Breast cancer is a difficult foe on its own, but patients often face an additional problem – degradation of their bones.
More than 70 percent of patients with metastatic breast cancer also have bone metastasis, which results in pain, fractures, nerve compression and other symptoms. Certain drugs can help stabilize patients’ bones, but only about half the time.
For Stephenson Cancer Center researcher Kelsi Andrade, PhD, that simply wasn’t acceptable. Andrade and her collaborators recently published a paper in the journal Science Translational Medicine that shows her significant headway toward making a difference in the lives of breast cancer patients.
“Breast cancer tends to spread to the bones first, and it literally results in holes in the skeleton,” she said. “Even for patients who are responding well to their cancer therapies, the bone destruction still causes ongoing problems.”
Andrade’s journal article details her research into the interaction between cancer cells and bone cells. Her laboratory was studying a specific signaling pathway called RON when she discovered that tumor cells express a ligand called MSP, or macrophage-stimulating protein. MSP is elevated in about 40 percent of breast cancer patients and leads to bone destruction. However, when she developed a research model targeting the tyrosine kinase receptor, which is essential to the RON pathway, bone destruction was almost completely blocked from occurring.

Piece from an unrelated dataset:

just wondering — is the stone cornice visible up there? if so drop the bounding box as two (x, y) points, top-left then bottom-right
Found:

“The ligand being expressed by the tumor cells was interacting with the bone cells that expressed the receptor for that pathway,” she said. “That led to the tumor cells being very overactive. Normally, the body tries to balance bone destruction with bone building to maintain a healthy skeleton, but in this case the tumor cells were activated to levels where they started to destroy the bone. So it was very exciting to see that inhibiting the receptor blocked almost all bone destruction.”
Andrade then worked with a pharmaceutical company that develops RON inhibitors, and their work again showed in research models that bone destruction could be blocked to a significant degree.

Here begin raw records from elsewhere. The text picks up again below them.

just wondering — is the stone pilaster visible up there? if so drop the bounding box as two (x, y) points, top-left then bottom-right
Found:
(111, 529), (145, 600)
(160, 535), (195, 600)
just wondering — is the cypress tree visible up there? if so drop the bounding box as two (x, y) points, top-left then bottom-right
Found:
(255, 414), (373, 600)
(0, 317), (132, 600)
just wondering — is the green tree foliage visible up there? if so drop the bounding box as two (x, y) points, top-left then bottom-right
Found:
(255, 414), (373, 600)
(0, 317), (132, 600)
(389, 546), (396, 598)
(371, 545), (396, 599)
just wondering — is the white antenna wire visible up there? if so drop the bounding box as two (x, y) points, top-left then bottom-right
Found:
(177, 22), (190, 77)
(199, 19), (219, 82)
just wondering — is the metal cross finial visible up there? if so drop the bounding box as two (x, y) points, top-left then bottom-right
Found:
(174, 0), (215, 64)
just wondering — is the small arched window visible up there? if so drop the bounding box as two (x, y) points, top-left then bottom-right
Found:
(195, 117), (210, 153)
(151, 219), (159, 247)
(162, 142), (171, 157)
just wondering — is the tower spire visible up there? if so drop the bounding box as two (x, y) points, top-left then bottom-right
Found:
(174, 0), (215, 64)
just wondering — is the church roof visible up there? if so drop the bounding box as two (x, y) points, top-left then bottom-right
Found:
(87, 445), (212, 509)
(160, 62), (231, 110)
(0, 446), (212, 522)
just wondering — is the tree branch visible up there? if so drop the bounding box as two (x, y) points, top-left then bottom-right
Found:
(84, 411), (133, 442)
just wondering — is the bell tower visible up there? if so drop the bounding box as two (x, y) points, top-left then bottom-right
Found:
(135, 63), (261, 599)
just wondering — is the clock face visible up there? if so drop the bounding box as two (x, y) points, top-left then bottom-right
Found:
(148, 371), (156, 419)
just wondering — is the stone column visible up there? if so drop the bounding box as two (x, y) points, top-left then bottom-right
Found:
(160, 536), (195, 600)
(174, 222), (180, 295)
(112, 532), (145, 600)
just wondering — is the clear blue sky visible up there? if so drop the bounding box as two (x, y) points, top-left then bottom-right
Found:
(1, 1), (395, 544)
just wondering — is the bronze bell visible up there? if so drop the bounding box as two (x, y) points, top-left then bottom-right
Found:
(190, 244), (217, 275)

The next step was testing the inhibitors in human cancer patients. Andrade partnered with a pharmaceutical company conducting a Phase 1 clinical trial, first testing patients’ blood samples to see if they had bone degradation. As expected, women in the trial had a higher level of bone degradation, even though they had cancers of various kinds. When the RON inhibitor was tested, the results were encouraging: 72 percent of women who had been treated for cancer for about a month saw a reduction in the markers that indicate bone destruction.

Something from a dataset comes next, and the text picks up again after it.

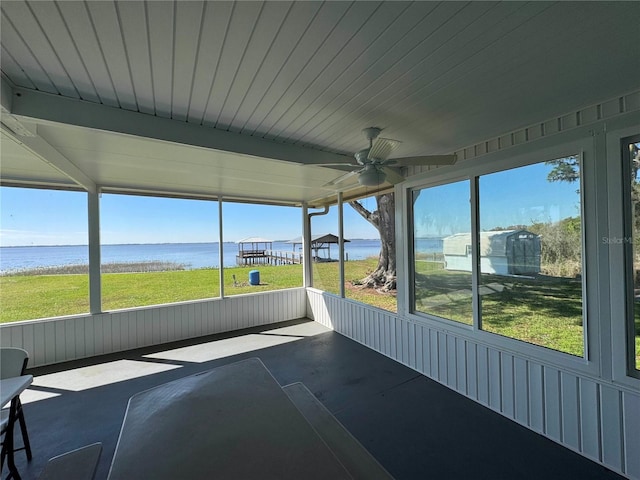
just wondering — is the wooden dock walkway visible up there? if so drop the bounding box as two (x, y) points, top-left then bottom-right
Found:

The next step is to test the inhibitors in a more specific trial of breast cancer patients.
“This is a less-studied area, which makes it more difficult to push things into the clinical arena,” Andrade said. “But our recent results were very encouraging, and we’re excited to see where it goes from here.”
As a researcher with the Stephenson Cancer Center, Andrade also interacts with her colleagues who are physicians, collaborating with them to design research investigations that address the specific needs of patients.
“Clinical input is very helpful,” she said. “Those interactions help me refocus my questions or my approach to a study in ways that push it toward making a difference in patients’ lives.”